In a report released Dec. 1, “Subpriming Our Students: Why We Need a Strong Consumer Financial Protection Agency,” the organizations outline the need for borrower protection in the student loan industry. The report was produced by U.S. PIRG, the United States Student Association (USSA), and Demos, groups that advocate for students and consumer protection.
The study showed that 67 percent of last year’s bachelor’s graduates had student debt, at an average of $23,200.
The study also showed that the number of students taking out loans is rapidly increasing. In 2008, 3 million American students took out private loans while in 2007 only 1 million took out loans.
The groups blame the increase on aggressive marketing by unregulated lenders, especially by for-profit schools. Those institutions offer loans to help increase their enrollment levels. Many students take out high-interest loans offered by those schools first, before they have reached their limit on low-interest government loans.
Rich Williams, U.S. PIRG’s Higher Education Associate, likened taking out private student loans to incurring credit card debt.
“Students using private student loans to pay for college may as well be putting their degree on a credit card,” said Williams in a press release Tuesday. “Like credit card debt, these student loans carry high penalties and fees.”
Several for-profit institutions have been convicted of loan fraud. Right now, the U.S. Department of Education is working on new regulations for for-profit schools.
On Dec. 1, one former student’s bankruptcy was back in the news when the Supreme Court began hearing a case between Francisco Espinosa and United Aids Student Funds, Inc. Espinosa declared bankruptcy when he realized he couldn’t pay back his student loans on time, and the bankruptcy court excused him from paying $4,000 in interest under the repayment plan. United now claims the bankruptcy court’s ruling was illegal, and that Espinosa still owes the money.

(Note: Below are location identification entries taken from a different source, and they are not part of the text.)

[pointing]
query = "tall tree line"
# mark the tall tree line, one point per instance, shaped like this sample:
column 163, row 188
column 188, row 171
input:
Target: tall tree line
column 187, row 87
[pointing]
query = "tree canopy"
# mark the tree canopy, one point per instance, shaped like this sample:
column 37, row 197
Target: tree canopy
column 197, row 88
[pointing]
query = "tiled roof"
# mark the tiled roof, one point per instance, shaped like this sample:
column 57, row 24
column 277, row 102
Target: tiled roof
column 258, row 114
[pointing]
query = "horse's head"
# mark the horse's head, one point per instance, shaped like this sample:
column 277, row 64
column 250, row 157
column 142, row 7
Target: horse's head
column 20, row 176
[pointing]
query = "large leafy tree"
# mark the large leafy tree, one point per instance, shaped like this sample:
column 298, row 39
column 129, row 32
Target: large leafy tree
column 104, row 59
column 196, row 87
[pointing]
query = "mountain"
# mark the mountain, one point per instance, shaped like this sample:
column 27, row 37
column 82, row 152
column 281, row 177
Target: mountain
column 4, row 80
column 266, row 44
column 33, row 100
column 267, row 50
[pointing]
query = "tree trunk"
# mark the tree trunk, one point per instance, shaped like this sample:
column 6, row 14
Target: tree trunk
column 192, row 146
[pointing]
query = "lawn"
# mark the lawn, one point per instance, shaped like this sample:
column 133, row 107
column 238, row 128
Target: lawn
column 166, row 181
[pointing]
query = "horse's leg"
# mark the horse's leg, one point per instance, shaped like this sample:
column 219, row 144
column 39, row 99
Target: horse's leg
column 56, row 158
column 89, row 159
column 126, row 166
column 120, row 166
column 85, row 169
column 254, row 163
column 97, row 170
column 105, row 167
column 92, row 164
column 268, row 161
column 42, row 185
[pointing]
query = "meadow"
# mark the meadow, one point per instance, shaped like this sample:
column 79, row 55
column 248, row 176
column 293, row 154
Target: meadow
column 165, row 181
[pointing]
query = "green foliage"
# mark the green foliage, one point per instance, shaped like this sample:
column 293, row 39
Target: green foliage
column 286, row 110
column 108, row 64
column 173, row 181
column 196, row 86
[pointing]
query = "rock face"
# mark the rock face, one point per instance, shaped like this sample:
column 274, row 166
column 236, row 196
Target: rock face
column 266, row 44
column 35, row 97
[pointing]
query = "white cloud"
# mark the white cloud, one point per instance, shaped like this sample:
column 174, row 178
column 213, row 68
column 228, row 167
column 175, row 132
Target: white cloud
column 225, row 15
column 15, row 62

Groups Call for Consumer Protection
The groups behind the report are calling for a Consumer Financial Protection Agency that would regulate companies like United. While a version of that agency is already proposed in a bill before the U.S. House of Representatives, “Subpriming our Students” sees a problem in the legislation. A legal loophole in the bill would allow for-profit colleges to escape from the CFPA’s regulations on private loans.
“It is essential we have a consumer watchdog to ensure that students don’t plunge headlong into financial risk to pay for a college degree, and it is critical that private student loans are covered by the agency,” said Williams.
Critics of the program say that the CFPA would suppress innovation in business. But Williams and his colleagues see this kind of consumer protection as necessary for the overall health of the economy.
“If we let profit-seeking companies target our students with ‘easy credit’ that they’ll be struggling to pay off for years, our economy will suffer in the long-run.”